Borzage’s heroes love technology. The hero’s main passion is tinkering with his car. Unfortunately, he never does anything serious with this interest, unlike later Borzage heroes who become engineers or scientists. The hero’s car links him to high technology and progress in the opening scenes. By contrast, his well-dressed, well-to-do rival drives a lavish horse-and-buggy. This suggests that respectability and social prominence are linked to backward, anti-progress forces. Kit and her boyfriend eventually open a garage, while the hero is away at war. Such garages, run by the heroes of later Borzage films, are a principal locale of Borzage’s cinema: Big City, Three Comrades. They too are signs of technological modernity.

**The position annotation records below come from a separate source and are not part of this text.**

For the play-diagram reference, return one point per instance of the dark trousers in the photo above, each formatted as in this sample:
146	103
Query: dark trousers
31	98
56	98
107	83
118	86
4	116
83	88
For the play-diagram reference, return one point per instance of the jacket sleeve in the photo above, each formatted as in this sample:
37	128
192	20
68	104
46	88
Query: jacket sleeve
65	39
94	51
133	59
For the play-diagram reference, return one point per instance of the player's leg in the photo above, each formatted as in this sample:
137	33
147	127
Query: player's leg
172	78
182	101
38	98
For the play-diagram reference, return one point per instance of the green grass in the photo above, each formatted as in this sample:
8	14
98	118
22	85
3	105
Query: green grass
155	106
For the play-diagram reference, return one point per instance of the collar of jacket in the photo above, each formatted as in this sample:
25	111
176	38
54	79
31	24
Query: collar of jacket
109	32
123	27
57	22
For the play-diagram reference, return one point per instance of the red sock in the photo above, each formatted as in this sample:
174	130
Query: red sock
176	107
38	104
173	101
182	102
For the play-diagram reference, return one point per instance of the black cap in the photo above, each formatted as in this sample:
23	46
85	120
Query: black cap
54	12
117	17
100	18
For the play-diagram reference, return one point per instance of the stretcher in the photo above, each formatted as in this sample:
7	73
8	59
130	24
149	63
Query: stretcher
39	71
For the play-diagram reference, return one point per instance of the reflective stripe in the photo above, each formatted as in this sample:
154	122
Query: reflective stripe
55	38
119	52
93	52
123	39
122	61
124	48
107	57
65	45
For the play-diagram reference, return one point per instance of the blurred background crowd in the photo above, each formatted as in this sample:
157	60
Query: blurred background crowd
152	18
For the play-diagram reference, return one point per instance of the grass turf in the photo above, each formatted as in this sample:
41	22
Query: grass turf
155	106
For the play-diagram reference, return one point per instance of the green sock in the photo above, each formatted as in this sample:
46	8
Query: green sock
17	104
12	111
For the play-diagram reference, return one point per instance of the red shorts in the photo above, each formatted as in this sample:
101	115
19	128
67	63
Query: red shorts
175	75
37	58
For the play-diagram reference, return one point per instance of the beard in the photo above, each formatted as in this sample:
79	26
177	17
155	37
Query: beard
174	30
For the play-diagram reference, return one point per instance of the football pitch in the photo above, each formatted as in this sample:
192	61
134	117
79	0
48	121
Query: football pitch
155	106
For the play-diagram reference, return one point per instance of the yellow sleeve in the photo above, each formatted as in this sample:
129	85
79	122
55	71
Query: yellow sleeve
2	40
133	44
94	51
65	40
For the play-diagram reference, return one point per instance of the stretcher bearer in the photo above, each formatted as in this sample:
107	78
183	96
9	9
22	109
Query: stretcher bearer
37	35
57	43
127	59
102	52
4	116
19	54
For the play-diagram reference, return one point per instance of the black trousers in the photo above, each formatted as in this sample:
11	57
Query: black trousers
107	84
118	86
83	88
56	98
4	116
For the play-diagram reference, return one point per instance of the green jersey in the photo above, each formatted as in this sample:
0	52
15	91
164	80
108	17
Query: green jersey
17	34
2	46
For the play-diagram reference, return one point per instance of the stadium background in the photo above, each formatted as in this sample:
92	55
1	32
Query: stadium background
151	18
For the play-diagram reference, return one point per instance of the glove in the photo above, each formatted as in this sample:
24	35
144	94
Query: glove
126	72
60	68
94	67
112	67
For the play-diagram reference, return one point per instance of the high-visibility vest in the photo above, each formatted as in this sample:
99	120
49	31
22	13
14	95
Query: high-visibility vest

A. White for New York Press:

Comparing Lazybones to its contemporary literary landmarks The Great Gatsby, Manhattan Transfer and An American Tragedy helps define how movies transmit deep insight through visual power. Steve, a feckless young man at the dawn of the automobile age, anticipates the existential protagonists who wait for life to happen. Letting romance pass him by, Steve helps an unwed mother raise her child and then slowly awakens to passion. Borzage shows Jones and Madge Bellamy’s sensuality with startling erotic attention—throughout his career he was certainly a master of the romantic dual close-up—and this conveys a profound sense of lost opportunity, of everyday tragedy. And this insight compares well to 1925’s other cinematic landmarks: The Gold Rush, Greed, Seven Chances, The Last Laugh, Master of the House—less ostentatious but no less deep.

Lazybones doubtlessly influenced the Johnny Mercer-Hoagy Carmichael song that celebrated Southern ease; more proof that Borzage’s films once touched the core of pop mythology. (Just as Bad Girl and After Tomorrow are quintessential Depression-era films, containing emotional values the recovering nation still hurries to forget.) In its sublimely simple way, Lazybones epitomizes the potency of American pop art at its most morally sophisticated—the same greatness that is underrated in Spielberg.

A. Kendall for TCM:

Lazybones, made prior to Murnau’s arrival on the lot, helps illuminate the degree to which Borzage’s visual style was influenced by the emigre. Borzage is in full command of the emotionally complex characters and moments of bitter pathos that highlight his “prime” work, but it lacks the visual eloquence that Murnau brought to the studio. … The emotional texture of Lazybones is remarkable for a film of 1925, and it would surely stand alongside Borzage’s best-known works, were it not for a misguided turn in the final reel, when Lazybones falls in love with his adoptive daughter Kit, who has just come of age. The sudden shift from paternal affection to sexual desire derails our identification with the hero, and makes us aware of the filmmaker trying to pile more pathos onto the story than its narrative framework can support.